Mini Book Review – Winning (Sir Clive Woodward)
Posted by markharrison on December 18, 2006
Last week, I was invited to go and see the Varsity Match at Twickenham. Unfortunately, Cambridge won, but the different styles of play were instructive. Oxford clearly had the better players – some real briliance there, however, Cambridge had far, far, better teamwork, and an organisation about them that just left the dark blues trailing.
This reminded me that I’d never got around to reviewing “Winning” by Sir Clive Woodward. Written shortly after England won the 2003 Rugby World Cup, this is the England coach’s view of the route to the top.
What I’d not realised before this book was that Sir Clive had run a succesful business as well as being a rugby coach, and it is clear that he in an intelligent, analytical man, who also happens to care passionately about sport.
Much of the book is, obviously, specific to rugby, and things like the analysis of the chance of scoring in a three-phase fast ball play aren’t going to be relevant to running any other kind of business.

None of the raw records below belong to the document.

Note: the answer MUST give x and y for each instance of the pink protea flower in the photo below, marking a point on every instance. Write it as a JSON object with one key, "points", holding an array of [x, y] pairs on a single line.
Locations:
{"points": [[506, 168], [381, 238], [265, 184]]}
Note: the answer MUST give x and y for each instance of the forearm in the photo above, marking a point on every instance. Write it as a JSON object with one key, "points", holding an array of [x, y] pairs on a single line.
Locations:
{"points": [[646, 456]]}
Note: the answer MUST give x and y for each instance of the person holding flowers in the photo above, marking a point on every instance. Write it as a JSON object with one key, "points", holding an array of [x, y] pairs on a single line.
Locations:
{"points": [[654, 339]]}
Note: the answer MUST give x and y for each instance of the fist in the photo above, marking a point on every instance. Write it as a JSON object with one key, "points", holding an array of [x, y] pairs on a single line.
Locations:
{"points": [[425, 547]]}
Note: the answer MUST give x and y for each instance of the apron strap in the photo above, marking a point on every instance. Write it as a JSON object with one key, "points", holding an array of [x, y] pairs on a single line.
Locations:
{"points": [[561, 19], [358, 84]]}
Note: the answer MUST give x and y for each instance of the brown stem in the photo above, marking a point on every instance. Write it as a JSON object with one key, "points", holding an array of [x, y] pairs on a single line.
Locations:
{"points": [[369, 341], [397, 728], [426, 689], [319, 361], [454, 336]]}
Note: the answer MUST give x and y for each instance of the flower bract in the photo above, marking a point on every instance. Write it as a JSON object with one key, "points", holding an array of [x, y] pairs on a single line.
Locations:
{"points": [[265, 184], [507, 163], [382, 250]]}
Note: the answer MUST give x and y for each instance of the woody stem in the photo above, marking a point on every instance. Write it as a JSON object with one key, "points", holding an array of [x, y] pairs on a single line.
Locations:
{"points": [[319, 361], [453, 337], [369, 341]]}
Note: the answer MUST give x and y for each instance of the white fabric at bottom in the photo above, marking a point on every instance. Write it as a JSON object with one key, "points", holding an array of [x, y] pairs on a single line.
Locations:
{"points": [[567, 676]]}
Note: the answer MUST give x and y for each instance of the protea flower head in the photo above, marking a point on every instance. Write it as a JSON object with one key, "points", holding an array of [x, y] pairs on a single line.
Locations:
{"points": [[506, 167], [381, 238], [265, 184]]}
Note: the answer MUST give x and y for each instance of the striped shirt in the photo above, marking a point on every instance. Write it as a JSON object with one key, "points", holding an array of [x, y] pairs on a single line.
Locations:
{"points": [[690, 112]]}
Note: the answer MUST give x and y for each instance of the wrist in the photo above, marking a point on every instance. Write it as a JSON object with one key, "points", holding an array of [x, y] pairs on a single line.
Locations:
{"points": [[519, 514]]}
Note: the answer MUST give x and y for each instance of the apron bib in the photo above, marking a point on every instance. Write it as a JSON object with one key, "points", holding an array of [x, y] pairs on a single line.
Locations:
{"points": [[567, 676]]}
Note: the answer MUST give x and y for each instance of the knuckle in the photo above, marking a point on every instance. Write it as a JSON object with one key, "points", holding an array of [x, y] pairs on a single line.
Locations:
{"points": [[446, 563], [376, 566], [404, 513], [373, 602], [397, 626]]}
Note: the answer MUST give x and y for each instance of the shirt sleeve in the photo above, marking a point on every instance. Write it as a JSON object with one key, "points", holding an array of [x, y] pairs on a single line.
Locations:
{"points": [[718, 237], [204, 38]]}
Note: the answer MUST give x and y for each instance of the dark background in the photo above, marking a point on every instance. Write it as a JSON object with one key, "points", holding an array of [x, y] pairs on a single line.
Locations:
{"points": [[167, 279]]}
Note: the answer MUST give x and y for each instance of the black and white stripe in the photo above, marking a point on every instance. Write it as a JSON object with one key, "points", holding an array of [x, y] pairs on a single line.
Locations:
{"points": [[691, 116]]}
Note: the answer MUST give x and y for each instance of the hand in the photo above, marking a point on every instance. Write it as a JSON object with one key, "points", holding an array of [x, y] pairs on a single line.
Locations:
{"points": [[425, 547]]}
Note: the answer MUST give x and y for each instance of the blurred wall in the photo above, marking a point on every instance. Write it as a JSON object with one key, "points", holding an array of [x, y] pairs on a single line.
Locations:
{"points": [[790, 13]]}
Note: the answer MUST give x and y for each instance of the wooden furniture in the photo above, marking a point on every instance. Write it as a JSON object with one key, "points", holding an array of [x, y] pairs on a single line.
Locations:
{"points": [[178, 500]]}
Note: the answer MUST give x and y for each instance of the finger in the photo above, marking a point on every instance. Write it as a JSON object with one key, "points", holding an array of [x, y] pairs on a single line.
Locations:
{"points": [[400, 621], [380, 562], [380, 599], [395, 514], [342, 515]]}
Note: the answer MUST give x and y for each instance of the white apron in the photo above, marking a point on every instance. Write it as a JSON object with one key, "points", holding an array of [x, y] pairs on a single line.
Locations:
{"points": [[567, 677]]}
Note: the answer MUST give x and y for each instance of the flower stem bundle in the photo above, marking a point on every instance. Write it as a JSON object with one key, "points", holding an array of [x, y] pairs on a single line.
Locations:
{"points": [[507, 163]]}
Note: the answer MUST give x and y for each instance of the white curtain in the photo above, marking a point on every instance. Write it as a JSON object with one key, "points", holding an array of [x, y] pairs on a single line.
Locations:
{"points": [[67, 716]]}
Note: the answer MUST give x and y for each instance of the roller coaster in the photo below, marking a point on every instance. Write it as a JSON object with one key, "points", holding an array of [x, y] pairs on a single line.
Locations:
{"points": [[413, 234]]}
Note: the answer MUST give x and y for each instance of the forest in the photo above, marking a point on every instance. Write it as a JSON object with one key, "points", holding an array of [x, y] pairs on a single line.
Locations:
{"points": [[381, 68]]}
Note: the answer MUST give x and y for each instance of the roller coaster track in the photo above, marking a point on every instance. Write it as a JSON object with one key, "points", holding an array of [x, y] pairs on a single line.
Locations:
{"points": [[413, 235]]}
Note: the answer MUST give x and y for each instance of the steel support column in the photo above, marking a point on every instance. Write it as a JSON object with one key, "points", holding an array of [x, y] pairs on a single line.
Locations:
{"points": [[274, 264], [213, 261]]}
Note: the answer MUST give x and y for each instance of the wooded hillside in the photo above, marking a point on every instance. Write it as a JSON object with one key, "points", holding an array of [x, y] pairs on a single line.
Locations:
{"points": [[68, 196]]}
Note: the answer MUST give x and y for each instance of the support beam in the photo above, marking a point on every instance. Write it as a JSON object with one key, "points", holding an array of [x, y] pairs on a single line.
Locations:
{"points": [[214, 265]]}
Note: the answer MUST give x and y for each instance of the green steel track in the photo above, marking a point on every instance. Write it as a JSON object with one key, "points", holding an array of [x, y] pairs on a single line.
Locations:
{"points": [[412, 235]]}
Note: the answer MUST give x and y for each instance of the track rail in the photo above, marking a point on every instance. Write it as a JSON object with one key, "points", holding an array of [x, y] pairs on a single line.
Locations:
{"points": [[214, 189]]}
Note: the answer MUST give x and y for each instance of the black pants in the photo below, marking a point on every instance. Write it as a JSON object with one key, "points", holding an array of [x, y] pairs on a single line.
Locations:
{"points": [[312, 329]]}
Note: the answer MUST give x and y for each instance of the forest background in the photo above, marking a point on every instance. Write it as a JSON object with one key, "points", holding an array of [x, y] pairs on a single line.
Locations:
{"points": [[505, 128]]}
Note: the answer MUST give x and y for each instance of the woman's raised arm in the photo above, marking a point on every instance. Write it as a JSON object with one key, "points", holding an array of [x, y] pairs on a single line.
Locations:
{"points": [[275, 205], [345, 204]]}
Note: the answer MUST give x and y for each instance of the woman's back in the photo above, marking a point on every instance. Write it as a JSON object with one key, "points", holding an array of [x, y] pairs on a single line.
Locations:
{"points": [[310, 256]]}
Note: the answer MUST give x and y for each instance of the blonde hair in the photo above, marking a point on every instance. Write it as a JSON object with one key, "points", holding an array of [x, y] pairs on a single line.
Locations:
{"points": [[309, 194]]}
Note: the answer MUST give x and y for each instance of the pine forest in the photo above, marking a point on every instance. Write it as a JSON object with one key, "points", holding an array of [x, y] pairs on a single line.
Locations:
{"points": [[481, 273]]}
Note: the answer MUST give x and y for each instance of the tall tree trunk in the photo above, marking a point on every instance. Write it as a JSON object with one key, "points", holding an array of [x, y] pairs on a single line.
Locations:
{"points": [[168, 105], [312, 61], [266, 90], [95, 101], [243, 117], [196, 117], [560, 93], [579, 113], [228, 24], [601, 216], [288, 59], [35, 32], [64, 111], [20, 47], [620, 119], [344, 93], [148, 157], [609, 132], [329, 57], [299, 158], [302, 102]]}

However, there is a lot to be learned – the focus on Winning as the goal (rather than feeling “it’s the taking part that counts”), but also the focus on enjoying what you do are obvious lessons to pick out.
The other thing that struck me was not so much what Sir Clive said, as how he said it:
We all know that knowledge on its own is useless – it has to be combined with action to get results. However, what Sir Clive clearly shows is that there’s another ingredient – passion – that makes the difference between “taking part” and “Winning!”